De vuelta al campamento se inicia el trasiego de cada día. Meter y sacar cosas de los equipajes. Yo por fin ya utilizo la crema de protección solar. Encontré el bote. Pero sigo sin acceder a la ropa de recambio.
Nos acercamos a un campo de dunas. Gerardo anda desesperado. Los paseos nocturnos están resultando sumamente infructuosos. Vemos más de día que de noche. La arena apilada por el viento nos da, mezclada con la ménguate luz vespertina, unas imágenes subyugantes. Arena apilada y moldeada. Rojiza. La idea de desierto.

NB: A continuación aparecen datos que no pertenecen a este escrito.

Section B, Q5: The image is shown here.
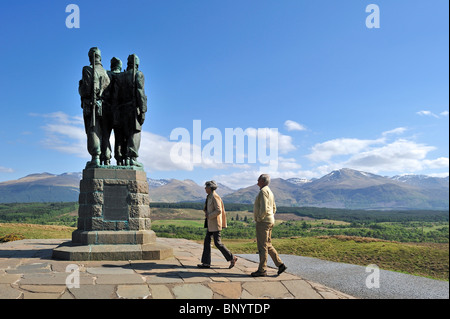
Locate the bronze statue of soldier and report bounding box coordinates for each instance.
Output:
[114,54,147,167]
[100,57,123,165]
[78,47,110,167]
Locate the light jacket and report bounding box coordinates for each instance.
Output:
[253,186,277,224]
[206,191,227,232]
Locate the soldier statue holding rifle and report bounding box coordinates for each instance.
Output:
[114,54,147,167]
[78,47,147,168]
[78,47,110,167]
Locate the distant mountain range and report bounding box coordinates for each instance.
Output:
[0,168,449,210]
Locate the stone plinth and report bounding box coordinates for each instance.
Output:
[53,167,173,260]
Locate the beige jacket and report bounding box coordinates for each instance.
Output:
[206,191,227,232]
[253,186,277,224]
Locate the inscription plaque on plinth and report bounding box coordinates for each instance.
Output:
[53,167,173,260]
[103,185,128,220]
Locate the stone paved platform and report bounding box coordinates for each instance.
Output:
[0,238,353,299]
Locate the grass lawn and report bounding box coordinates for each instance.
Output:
[223,236,449,281]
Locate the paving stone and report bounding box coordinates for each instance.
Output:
[95,274,145,285]
[242,281,293,299]
[0,258,21,269]
[146,275,184,284]
[0,274,22,284]
[6,263,51,274]
[69,285,116,299]
[20,285,66,295]
[208,282,242,299]
[0,284,22,299]
[86,267,135,275]
[18,273,94,286]
[23,291,61,299]
[282,280,323,299]
[116,285,150,299]
[172,284,213,299]
[0,238,353,299]
[150,285,173,299]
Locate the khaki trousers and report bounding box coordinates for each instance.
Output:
[256,222,283,272]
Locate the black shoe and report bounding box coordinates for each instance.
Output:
[252,270,267,277]
[278,264,287,275]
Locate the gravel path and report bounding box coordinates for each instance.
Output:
[239,254,449,299]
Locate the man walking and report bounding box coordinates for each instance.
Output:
[251,174,287,277]
[197,181,237,268]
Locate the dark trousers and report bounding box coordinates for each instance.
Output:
[202,231,233,265]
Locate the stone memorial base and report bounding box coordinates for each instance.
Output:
[53,166,173,260]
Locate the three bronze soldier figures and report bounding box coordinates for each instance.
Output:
[78,47,147,168]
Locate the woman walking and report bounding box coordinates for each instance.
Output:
[197,181,237,268]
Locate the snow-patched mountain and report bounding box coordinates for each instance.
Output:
[0,168,449,210]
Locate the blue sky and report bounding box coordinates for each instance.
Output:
[0,0,449,188]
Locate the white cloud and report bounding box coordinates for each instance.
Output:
[284,120,306,131]
[0,166,14,173]
[423,157,449,169]
[382,127,407,137]
[307,138,384,162]
[345,139,436,173]
[416,110,448,119]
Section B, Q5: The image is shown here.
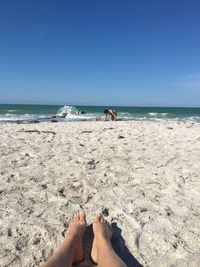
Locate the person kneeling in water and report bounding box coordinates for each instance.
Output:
[104,109,117,121]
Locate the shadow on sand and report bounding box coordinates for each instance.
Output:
[78,223,142,267]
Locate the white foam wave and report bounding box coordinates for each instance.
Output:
[148,112,169,116]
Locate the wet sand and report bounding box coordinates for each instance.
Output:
[0,121,200,267]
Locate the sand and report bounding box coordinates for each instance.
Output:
[0,121,200,267]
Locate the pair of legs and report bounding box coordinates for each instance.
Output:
[42,212,126,267]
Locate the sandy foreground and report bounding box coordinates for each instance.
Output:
[0,121,200,267]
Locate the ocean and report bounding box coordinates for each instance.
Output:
[0,104,200,122]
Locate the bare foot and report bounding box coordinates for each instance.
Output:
[91,214,112,263]
[66,212,87,263]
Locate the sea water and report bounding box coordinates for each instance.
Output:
[0,104,200,122]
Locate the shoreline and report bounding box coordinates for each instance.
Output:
[0,121,200,267]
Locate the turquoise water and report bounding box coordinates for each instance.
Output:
[0,104,200,122]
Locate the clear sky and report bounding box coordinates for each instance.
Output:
[0,0,200,107]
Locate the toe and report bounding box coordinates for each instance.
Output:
[94,214,102,222]
[79,211,86,221]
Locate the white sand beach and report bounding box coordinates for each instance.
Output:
[0,121,200,267]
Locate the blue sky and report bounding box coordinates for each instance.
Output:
[0,0,200,107]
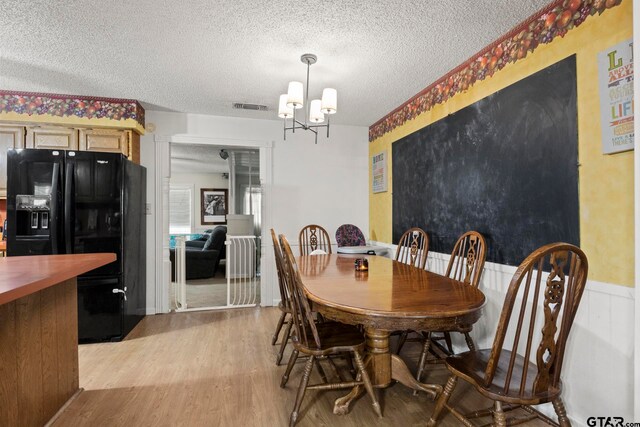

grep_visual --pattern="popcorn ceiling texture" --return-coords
[0,0,549,126]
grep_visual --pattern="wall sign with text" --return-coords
[371,150,387,193]
[598,39,634,154]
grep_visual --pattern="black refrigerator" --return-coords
[7,149,146,343]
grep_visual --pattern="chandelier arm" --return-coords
[303,61,311,125]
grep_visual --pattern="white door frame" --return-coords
[154,134,275,313]
[625,0,640,422]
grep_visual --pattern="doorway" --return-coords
[155,135,274,313]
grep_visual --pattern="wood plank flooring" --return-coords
[54,307,546,427]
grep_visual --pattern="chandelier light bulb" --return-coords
[278,93,293,119]
[320,87,338,114]
[287,82,304,110]
[309,99,324,123]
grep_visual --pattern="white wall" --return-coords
[170,172,229,233]
[141,111,369,312]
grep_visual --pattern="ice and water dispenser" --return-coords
[16,194,51,237]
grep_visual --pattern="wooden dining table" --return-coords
[297,254,486,414]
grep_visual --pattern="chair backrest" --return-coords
[484,243,588,396]
[445,231,487,288]
[298,224,331,255]
[396,227,429,270]
[336,224,367,247]
[280,234,320,348]
[271,228,291,310]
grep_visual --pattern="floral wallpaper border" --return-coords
[369,0,622,142]
[0,90,145,128]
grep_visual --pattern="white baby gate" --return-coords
[174,235,260,311]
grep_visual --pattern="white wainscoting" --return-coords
[372,242,635,426]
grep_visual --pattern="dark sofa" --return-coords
[169,225,227,281]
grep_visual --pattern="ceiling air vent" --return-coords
[233,102,268,111]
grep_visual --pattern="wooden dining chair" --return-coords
[298,224,331,256]
[336,224,367,247]
[416,231,487,381]
[396,227,429,270]
[428,243,588,427]
[280,235,382,426]
[271,228,292,365]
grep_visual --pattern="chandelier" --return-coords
[278,53,338,144]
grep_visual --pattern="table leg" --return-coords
[333,328,391,415]
[333,328,442,415]
[391,354,442,399]
[365,328,391,388]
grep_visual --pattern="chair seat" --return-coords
[293,321,365,356]
[445,349,560,405]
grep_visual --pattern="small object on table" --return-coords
[354,258,369,271]
[338,245,389,255]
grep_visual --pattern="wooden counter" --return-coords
[0,254,116,426]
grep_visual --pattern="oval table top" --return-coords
[298,254,486,331]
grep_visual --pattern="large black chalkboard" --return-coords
[392,56,580,265]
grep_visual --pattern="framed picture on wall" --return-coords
[200,188,229,224]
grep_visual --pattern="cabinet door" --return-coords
[27,126,78,150]
[0,125,25,198]
[80,129,131,156]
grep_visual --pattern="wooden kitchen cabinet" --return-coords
[79,129,140,164]
[26,126,78,150]
[0,124,25,199]
[80,129,131,156]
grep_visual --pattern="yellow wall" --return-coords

Gerardo desiste esta noche. No lo ve claro. Charlamos en la oscuridad de la tienda. Se acuerda de los saharauis. Que le dijeron que no durmiésemos en los oued. Son peligrosos. Ellos han visto más de treinta metros de agua, de lado a lado, arrasar con todo. Aquí puede que no llueva, dicen, pero el agua viene de lejos. ‘Pluie’ dicen haciendo un gesto con los dedos apiñados, golpeando sobre la palma de la otra mano. ‘Pluie loin’. Señalan a las montañas. Como queriendo decir que lejos. Lejos de aquí llueve y el agua la canalizan las oueds. Eso me cuenta Gerardo. Pero no vamos a mover la tienda. Esperemos que no llueva.